Basically, yes. Though I would add that narrowing down model choices in some legible way is a necessary step if, for instance, we want to be able to interface with our models in any other way than querying for probabilities over the low-level state of the system.
Right. I think I'm more of the opinion that we'll end up choosing those interfaces via desiderata that apply more directly to the interface (like "we want to be able to compare two models' ratings of the same possible future"), rather than indirect desiderata on "how a practical agent should look" that we keep adding to until an interface pops out.
The problem with that sort of approach is that the system (i.e. agent) being modeled is not necessarily going to play along with whatever desiderata we want. We can't just be like "I want an interface which does X"; if X is not a natural fit for the system, then what pops out will be very misleading/confusing/antihelpful.
An oversimplified example: suppose I have some predictive model, and I want an interface which gives me a point estimate and confidence interval/region rather than a full distribution. That only works well if the distribution isn't multimodal in any important way. If it is importantly multimodal, then any point estimate will be very misleading/confusing/antihelpful.
More generally, the take away here is "we don't get to arbitrarily choose the type signature"; that choice is dependent on properties of the system.
This might be related to the notion that if we try to dictate the form of a model ahead of time (i.e. some of the parameters are labeled "world model" in the code, and others are labeled "preferences", and inference is done by optimizing the latter over the former), but then just train it to minimize error, the actual content of the parameters after training doesn't need to respect our preconceptions. What the model really "wants" to do in the limit of lots of compute is find a way to encode an accurate simulation of the human in the parameters in a way that bypasses the simplifications we're trying to force on it.
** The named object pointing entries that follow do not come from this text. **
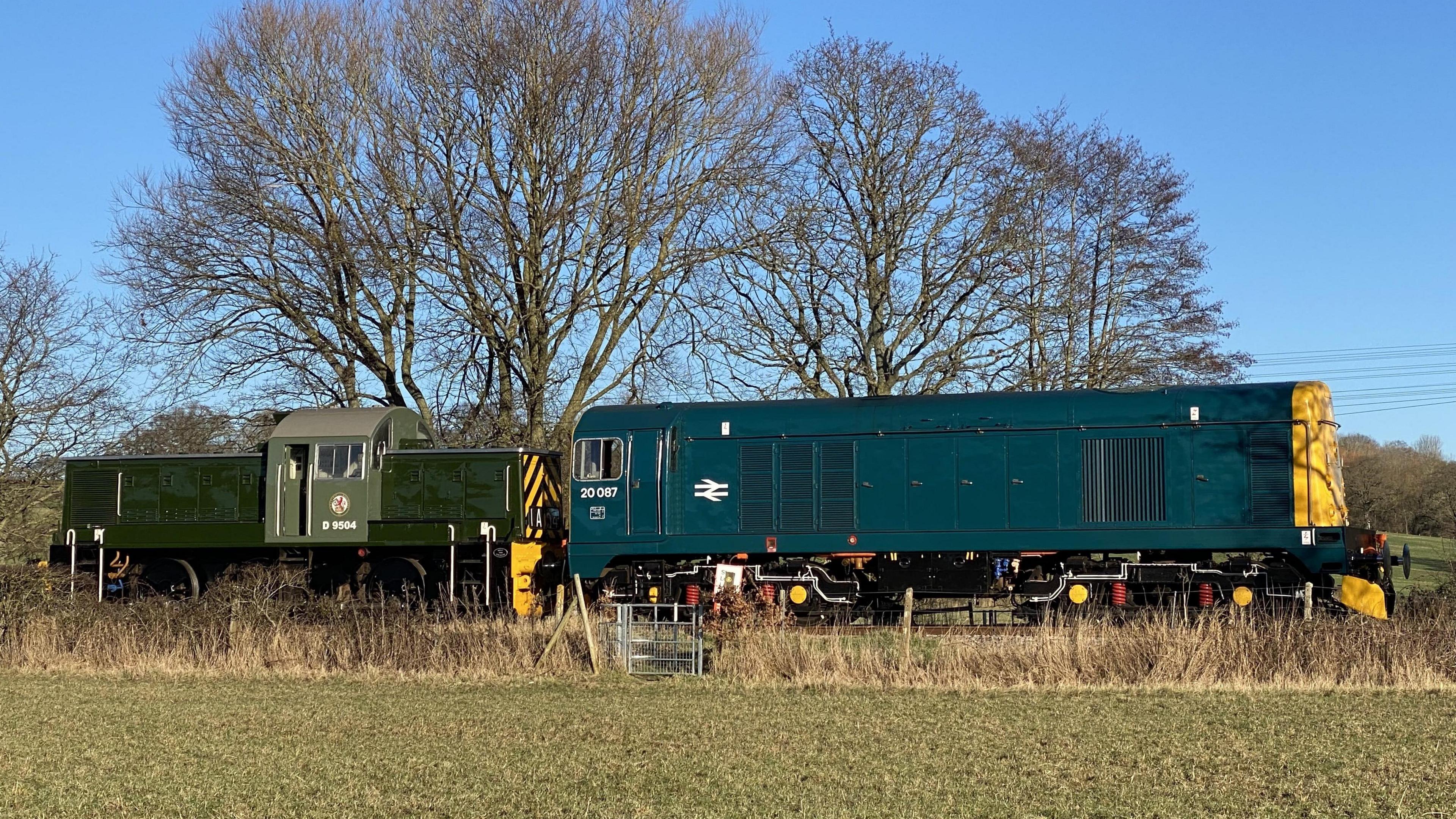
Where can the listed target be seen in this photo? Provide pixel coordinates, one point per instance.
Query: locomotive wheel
(168, 577)
(397, 579)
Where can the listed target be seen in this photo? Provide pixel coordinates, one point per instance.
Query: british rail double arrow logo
(711, 490)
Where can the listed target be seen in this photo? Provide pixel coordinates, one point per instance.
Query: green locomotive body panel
(1192, 468)
(327, 479)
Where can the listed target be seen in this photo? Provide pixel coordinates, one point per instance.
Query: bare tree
(194, 429)
(57, 394)
(282, 253)
(1395, 487)
(485, 207)
(1110, 263)
(577, 158)
(873, 261)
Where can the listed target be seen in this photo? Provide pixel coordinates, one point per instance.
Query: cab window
(598, 460)
(340, 461)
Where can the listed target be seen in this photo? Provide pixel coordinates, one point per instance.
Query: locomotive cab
(324, 471)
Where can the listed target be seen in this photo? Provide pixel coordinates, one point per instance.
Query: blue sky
(1320, 139)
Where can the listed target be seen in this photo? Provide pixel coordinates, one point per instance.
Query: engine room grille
(94, 497)
(797, 487)
(1270, 477)
(1123, 480)
(756, 500)
(836, 486)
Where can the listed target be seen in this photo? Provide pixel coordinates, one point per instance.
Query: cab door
(293, 487)
(599, 487)
(1033, 489)
(646, 482)
(931, 492)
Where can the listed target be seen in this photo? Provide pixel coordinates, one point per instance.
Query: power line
(1388, 409)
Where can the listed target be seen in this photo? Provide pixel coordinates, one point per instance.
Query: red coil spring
(1205, 595)
(1119, 594)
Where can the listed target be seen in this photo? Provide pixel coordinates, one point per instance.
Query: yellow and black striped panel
(541, 489)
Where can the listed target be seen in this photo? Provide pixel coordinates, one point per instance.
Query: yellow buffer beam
(1363, 596)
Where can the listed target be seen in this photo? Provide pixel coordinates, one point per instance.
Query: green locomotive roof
(977, 410)
(337, 422)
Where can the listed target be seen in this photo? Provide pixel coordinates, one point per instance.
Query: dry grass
(260, 623)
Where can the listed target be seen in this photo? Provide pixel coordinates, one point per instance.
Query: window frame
(348, 447)
(577, 461)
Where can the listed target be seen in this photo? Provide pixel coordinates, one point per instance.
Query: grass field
(1432, 562)
(92, 745)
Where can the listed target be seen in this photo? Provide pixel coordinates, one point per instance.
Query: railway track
(918, 630)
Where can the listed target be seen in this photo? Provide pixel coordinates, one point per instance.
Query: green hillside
(1432, 562)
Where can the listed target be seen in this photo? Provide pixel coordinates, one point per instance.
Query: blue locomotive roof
(977, 410)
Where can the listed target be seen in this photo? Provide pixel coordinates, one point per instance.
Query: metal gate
(648, 639)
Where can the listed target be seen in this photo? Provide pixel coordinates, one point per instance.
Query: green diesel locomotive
(362, 497)
(1202, 494)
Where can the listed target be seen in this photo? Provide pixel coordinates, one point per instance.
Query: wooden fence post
(586, 623)
(561, 626)
(908, 620)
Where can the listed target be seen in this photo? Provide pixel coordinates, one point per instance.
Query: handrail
(452, 560)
For this problem, which might not be what you're talking about, I think a lot of the solution is algorithmic information theory. Trying to specify neat, human-legible parts for your model (despite not being able to train the parts separately) is kind of like choosing a universal Turing machine made of human-legible parts. In the limit of big powerfulness, the Solomonoff inductor will throw off your puny shackles and simulate the world in a highly accurate (and therefore non human-legible) way. The solution is not better shackles, it's an inference method that trades off between model complexity and error in a different way.
(P.S.: I think there is an "obvious" way to do that, and it's MML learning with some time constant used to turn error rates into total discounted error, which can be summed with model complexity.)
Just posted an analysis of the epistemic strategies underlying selection theorems and their applications. Might be interesting for people who want to go further with selection theorem, either by proving one or by critiquing one.
Interesting. Selection theorems seem like a way of identifying the purposes or source of goal directness in agents that seems obvious to us yet hard to pin down. Compare also the ground of optimization.